Our client is a fast growing proprietary trading firm. They are seeking an experienced Senior Quantitative Recruiterto join a highly technical, research-led organisation operating at the intersection of quantitative finance, advanced engineering, and digital asset markets.


This role sits within a fast-growing, performance-driven environment focused on building world-class teams across quantitative research, trading, and low-latency engineering. The successful candidate will partner directly with senior stakeholders to deliver business-critical hiring initiatives and support the continued scaling of elite technical teams globally.
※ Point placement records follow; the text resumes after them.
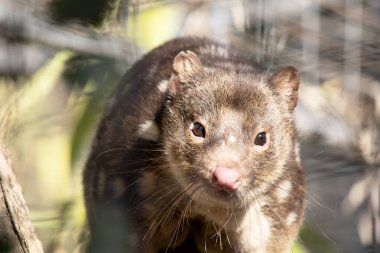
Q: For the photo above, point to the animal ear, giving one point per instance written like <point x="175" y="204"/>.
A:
<point x="186" y="66"/>
<point x="285" y="83"/>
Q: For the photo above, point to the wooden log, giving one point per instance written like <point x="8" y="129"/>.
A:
<point x="17" y="234"/>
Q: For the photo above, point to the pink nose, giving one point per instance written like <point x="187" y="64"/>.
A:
<point x="226" y="178"/>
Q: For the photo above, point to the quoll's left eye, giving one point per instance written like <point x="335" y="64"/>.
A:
<point x="261" y="139"/>
<point x="198" y="130"/>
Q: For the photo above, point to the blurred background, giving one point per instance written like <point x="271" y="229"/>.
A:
<point x="61" y="59"/>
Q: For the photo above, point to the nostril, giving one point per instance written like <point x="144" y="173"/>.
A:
<point x="226" y="178"/>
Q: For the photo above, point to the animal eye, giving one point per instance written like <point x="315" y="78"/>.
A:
<point x="261" y="139"/>
<point x="198" y="130"/>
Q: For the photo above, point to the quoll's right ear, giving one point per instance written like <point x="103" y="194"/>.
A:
<point x="186" y="66"/>
<point x="285" y="83"/>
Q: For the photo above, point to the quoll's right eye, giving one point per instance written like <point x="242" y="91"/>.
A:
<point x="261" y="139"/>
<point x="198" y="130"/>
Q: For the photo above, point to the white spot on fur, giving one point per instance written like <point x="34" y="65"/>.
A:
<point x="256" y="237"/>
<point x="292" y="217"/>
<point x="149" y="131"/>
<point x="283" y="189"/>
<point x="231" y="138"/>
<point x="118" y="186"/>
<point x="163" y="85"/>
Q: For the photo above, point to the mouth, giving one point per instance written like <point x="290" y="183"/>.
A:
<point x="217" y="195"/>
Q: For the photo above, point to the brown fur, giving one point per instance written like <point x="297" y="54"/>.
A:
<point x="149" y="181"/>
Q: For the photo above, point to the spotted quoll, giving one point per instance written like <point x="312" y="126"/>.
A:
<point x="196" y="152"/>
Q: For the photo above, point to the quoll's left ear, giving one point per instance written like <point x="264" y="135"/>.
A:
<point x="186" y="66"/>
<point x="285" y="83"/>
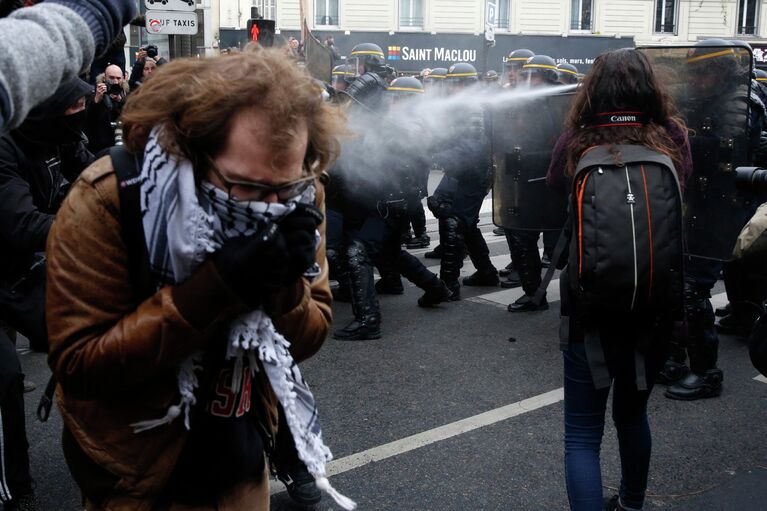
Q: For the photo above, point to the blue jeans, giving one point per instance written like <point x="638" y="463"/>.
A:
<point x="584" y="426"/>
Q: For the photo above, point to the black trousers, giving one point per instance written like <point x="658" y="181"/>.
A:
<point x="14" y="448"/>
<point x="22" y="307"/>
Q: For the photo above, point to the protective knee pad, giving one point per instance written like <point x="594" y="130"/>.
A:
<point x="451" y="241"/>
<point x="357" y="254"/>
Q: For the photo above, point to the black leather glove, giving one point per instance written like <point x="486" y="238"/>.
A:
<point x="251" y="264"/>
<point x="298" y="229"/>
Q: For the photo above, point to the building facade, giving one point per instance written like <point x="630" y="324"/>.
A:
<point x="647" y="21"/>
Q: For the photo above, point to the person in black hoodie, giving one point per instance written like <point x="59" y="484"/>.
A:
<point x="38" y="160"/>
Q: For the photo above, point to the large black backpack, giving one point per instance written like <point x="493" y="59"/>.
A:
<point x="627" y="232"/>
<point x="626" y="248"/>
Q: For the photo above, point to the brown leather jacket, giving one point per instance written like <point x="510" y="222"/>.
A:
<point x="115" y="358"/>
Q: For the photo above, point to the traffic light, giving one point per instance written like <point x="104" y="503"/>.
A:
<point x="261" y="31"/>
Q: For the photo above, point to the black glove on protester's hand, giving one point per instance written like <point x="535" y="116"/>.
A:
<point x="251" y="264"/>
<point x="298" y="229"/>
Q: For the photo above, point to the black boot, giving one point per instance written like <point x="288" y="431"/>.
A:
<point x="695" y="386"/>
<point x="484" y="277"/>
<point x="506" y="270"/>
<point x="672" y="372"/>
<point x="511" y="281"/>
<point x="437" y="293"/>
<point x="338" y="268"/>
<point x="525" y="304"/>
<point x="300" y="485"/>
<point x="451" y="238"/>
<point x="367" y="316"/>
<point x="421" y="241"/>
<point x="390" y="284"/>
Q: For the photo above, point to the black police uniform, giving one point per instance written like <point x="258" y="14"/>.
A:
<point x="458" y="198"/>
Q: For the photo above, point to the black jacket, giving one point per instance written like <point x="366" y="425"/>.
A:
<point x="33" y="183"/>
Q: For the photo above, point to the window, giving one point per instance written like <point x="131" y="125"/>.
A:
<point x="326" y="12"/>
<point x="411" y="13"/>
<point x="580" y="17"/>
<point x="502" y="16"/>
<point x="748" y="12"/>
<point x="265" y="8"/>
<point x="665" y="16"/>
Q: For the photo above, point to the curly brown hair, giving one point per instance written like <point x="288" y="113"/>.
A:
<point x="622" y="80"/>
<point x="195" y="100"/>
This opportunity is ideally suited to recruiters currently working within hedge funds, proprietary trading firms, market makers, or research-led technology organisations seeking greater ownership and strategic impact.



Key responsibilities:



• Own end-to-end recruitment across quantitative research, trading, and advanced engineering hiring mandates.

• Partner closely with senior hiring managers to define role scope, hiring strategy, and success profiles.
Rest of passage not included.